In the realm of mobile applications, Dr. Mohr is developing context-sensing apps that can analyze sensor data from the phone, for example, GPS, Bluetooth, and Wi-Fi data. This information could aid in identifying states of mind that may be related to an individual’s depression or treatment such as location, activities, and social settings. The data could be used to determine when people are doing things likely to make them feel worse, such as being at home alone on the weekend, and, conversely, when they are engaged in events likely to improve their mood, such as meeting a friend for coffee. The mobile intervention can also record the achievement of therapy goals like getting out of the house or following a regular schedule.
“People get tired of logging data and answering questions about what they are doing or who they are spending time with,” explains Dr. Mohr. “There’s been a big movement in m-health [mobile health] to start using sensors that people can wear. We’re trying to see how much we can do with sensors that people always have with them in their phones.”
Mobile phones and computers may offer easier access to depression treatment, lower health care costs, and reach people who would not otherwise consider psychotherapy.
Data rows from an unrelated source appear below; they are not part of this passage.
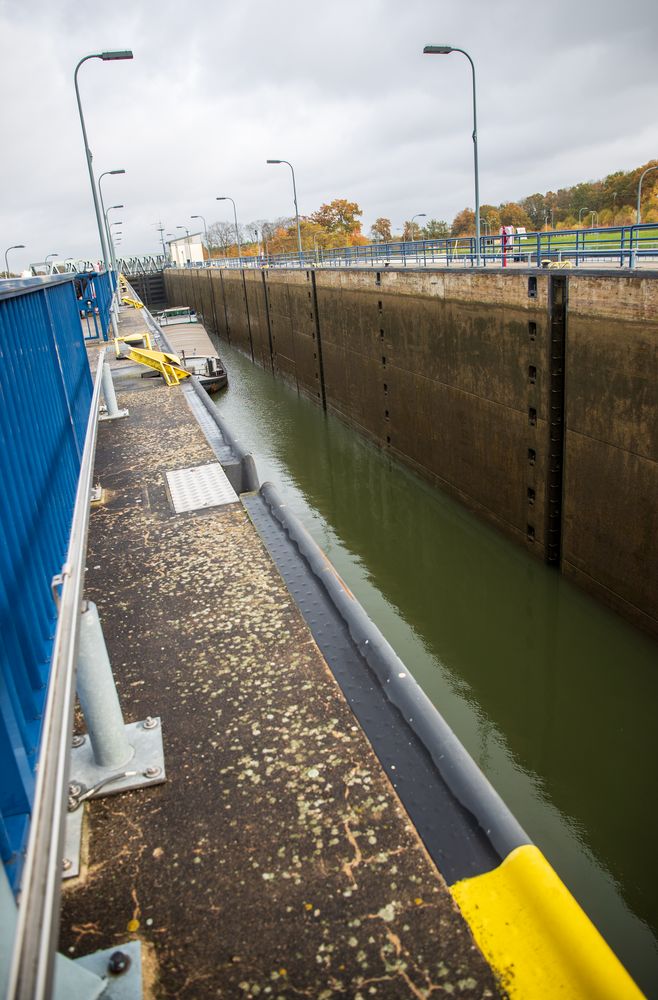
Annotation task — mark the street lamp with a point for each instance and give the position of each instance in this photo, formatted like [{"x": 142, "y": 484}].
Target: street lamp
[
  {"x": 235, "y": 217},
  {"x": 113, "y": 256},
  {"x": 205, "y": 228},
  {"x": 639, "y": 193},
  {"x": 443, "y": 50},
  {"x": 106, "y": 57},
  {"x": 113, "y": 261},
  {"x": 419, "y": 215},
  {"x": 16, "y": 246},
  {"x": 639, "y": 207},
  {"x": 294, "y": 194}
]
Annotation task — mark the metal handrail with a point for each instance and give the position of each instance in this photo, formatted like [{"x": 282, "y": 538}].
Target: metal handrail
[
  {"x": 37, "y": 928},
  {"x": 612, "y": 241}
]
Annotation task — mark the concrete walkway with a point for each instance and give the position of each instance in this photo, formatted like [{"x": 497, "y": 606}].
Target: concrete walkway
[{"x": 276, "y": 861}]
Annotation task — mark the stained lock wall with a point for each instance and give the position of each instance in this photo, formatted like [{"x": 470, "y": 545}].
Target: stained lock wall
[{"x": 532, "y": 397}]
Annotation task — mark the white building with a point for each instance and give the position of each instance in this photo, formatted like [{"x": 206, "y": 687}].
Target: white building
[{"x": 187, "y": 249}]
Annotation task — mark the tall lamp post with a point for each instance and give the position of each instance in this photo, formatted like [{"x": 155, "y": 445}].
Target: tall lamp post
[
  {"x": 112, "y": 237},
  {"x": 443, "y": 50},
  {"x": 187, "y": 237},
  {"x": 106, "y": 57},
  {"x": 16, "y": 246},
  {"x": 205, "y": 229},
  {"x": 235, "y": 217},
  {"x": 639, "y": 207},
  {"x": 113, "y": 261},
  {"x": 419, "y": 215},
  {"x": 294, "y": 195}
]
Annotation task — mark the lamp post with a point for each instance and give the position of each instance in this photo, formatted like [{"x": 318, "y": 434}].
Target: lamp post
[
  {"x": 106, "y": 57},
  {"x": 187, "y": 237},
  {"x": 638, "y": 218},
  {"x": 113, "y": 260},
  {"x": 16, "y": 246},
  {"x": 419, "y": 215},
  {"x": 443, "y": 50},
  {"x": 106, "y": 173},
  {"x": 226, "y": 197},
  {"x": 294, "y": 194},
  {"x": 639, "y": 193},
  {"x": 205, "y": 229}
]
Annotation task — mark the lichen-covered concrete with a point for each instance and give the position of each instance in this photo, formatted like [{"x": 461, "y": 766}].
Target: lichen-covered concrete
[{"x": 277, "y": 860}]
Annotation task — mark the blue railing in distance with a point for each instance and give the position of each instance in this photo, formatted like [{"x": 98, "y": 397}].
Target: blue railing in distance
[
  {"x": 622, "y": 245},
  {"x": 45, "y": 394}
]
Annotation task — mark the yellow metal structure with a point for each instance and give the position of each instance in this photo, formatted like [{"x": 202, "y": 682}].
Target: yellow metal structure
[
  {"x": 133, "y": 338},
  {"x": 168, "y": 365},
  {"x": 535, "y": 935}
]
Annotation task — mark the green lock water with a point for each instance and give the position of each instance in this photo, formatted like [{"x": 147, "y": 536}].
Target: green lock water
[{"x": 554, "y": 696}]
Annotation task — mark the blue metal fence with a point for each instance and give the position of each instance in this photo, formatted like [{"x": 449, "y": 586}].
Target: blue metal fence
[
  {"x": 45, "y": 394},
  {"x": 623, "y": 246},
  {"x": 94, "y": 293}
]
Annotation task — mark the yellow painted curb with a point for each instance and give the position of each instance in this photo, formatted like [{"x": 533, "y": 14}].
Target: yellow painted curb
[{"x": 535, "y": 936}]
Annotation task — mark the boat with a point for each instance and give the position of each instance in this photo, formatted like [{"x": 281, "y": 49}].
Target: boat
[
  {"x": 175, "y": 315},
  {"x": 208, "y": 370}
]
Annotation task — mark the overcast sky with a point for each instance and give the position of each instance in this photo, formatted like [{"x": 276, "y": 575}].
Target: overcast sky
[{"x": 567, "y": 91}]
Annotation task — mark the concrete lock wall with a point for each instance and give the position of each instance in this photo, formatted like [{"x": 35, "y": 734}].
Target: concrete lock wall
[{"x": 530, "y": 396}]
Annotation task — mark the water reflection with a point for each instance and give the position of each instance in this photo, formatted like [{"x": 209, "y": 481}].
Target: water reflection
[{"x": 551, "y": 694}]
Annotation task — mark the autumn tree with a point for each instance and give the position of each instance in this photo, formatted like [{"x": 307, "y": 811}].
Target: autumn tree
[
  {"x": 339, "y": 216},
  {"x": 511, "y": 214},
  {"x": 380, "y": 231},
  {"x": 436, "y": 229},
  {"x": 463, "y": 223},
  {"x": 489, "y": 219}
]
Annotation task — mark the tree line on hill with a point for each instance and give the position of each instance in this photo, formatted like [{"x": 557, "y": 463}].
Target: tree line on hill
[{"x": 608, "y": 202}]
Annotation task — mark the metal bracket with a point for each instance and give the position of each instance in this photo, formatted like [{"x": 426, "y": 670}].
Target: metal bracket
[
  {"x": 145, "y": 767},
  {"x": 114, "y": 973},
  {"x": 72, "y": 844},
  {"x": 114, "y": 416}
]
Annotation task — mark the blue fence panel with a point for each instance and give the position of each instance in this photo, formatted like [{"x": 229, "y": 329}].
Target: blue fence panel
[
  {"x": 94, "y": 294},
  {"x": 45, "y": 395}
]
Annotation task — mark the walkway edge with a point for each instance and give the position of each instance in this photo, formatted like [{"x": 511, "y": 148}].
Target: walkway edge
[{"x": 532, "y": 931}]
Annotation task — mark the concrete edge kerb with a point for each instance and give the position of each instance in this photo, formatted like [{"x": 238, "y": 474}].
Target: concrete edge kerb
[
  {"x": 455, "y": 765},
  {"x": 453, "y": 762},
  {"x": 250, "y": 482}
]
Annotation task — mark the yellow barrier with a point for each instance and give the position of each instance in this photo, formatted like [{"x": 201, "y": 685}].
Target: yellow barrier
[
  {"x": 167, "y": 364},
  {"x": 535, "y": 936}
]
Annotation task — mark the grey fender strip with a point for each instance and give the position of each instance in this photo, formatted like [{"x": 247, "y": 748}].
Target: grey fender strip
[{"x": 464, "y": 823}]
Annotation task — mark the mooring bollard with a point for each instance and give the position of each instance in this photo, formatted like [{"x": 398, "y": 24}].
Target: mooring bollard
[
  {"x": 98, "y": 696},
  {"x": 108, "y": 392},
  {"x": 113, "y": 411}
]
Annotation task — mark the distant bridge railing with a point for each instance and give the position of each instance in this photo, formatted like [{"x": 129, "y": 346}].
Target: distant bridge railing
[{"x": 621, "y": 246}]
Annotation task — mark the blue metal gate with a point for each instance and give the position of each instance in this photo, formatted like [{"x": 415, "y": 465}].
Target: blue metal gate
[{"x": 45, "y": 395}]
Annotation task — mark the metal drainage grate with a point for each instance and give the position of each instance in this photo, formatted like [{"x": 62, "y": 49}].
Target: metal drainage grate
[{"x": 199, "y": 487}]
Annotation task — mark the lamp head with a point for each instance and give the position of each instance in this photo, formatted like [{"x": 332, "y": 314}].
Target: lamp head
[{"x": 123, "y": 54}]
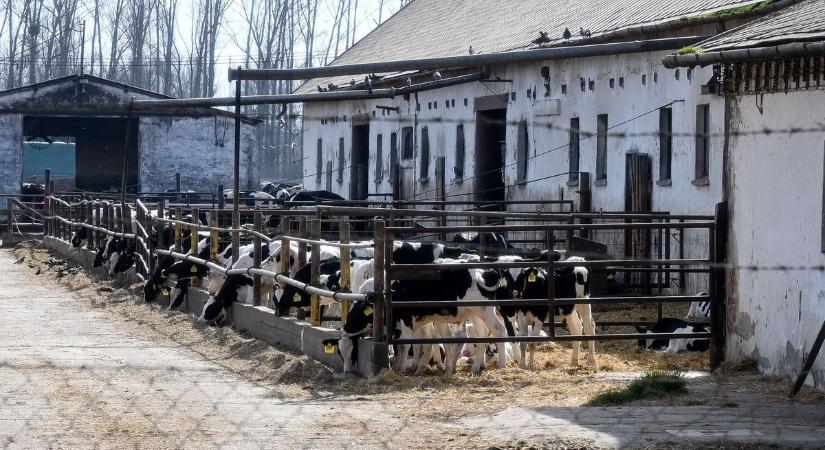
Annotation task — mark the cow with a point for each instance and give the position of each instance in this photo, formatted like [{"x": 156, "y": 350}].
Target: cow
[
  {"x": 673, "y": 346},
  {"x": 236, "y": 288},
  {"x": 699, "y": 310}
]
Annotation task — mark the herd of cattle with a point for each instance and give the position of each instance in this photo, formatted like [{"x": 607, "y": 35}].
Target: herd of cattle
[{"x": 171, "y": 279}]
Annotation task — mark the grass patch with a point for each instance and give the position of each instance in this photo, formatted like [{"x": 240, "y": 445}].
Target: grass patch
[
  {"x": 650, "y": 385},
  {"x": 731, "y": 12},
  {"x": 689, "y": 50}
]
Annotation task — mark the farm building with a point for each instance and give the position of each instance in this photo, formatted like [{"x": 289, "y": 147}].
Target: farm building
[
  {"x": 614, "y": 124},
  {"x": 772, "y": 77},
  {"x": 87, "y": 116}
]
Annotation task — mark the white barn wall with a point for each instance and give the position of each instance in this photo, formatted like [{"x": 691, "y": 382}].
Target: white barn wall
[
  {"x": 549, "y": 132},
  {"x": 776, "y": 201}
]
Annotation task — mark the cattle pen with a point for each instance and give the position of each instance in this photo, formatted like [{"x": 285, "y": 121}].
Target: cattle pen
[{"x": 645, "y": 268}]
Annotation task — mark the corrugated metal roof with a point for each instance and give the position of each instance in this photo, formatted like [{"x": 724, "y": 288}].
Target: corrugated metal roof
[
  {"x": 431, "y": 28},
  {"x": 804, "y": 21}
]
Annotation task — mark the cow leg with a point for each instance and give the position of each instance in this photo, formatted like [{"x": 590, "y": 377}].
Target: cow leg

While not always available for certain segments of the population such as the economically-depressed or those in connectivity “dead zones,” the use of technology potentially provides a viable solution to the overwhelming numbers of people touched by depression.
“From a public health perspective, these technological interventions have an important place in our health care system,” says Dr. Mohr. “While they will never replace psychotherapists, they provide us with additional tools to help people.”
Improving all aspects of diagnosis and care for people with depression has resulted in a diverse research portfolio at Feinberg and throughout the University. Northwestern’s multidisciplinary “full assault” approach is making headway against a disease that afflicts individuals across all socio-economic and cultural boundaries.
“Depression remains the most pervasive and tragic of mental disorders,” says John G. Csernansky, MD, chair and Lizzie Gilman Professor of Psychiatry and Behavioral Sciences. “At Northwestern, we are poised to offer new treatments to our patients with depression, by combining innovations in drug therapy with psychotherapy, and by harnessing the power of mobile communication technologies.”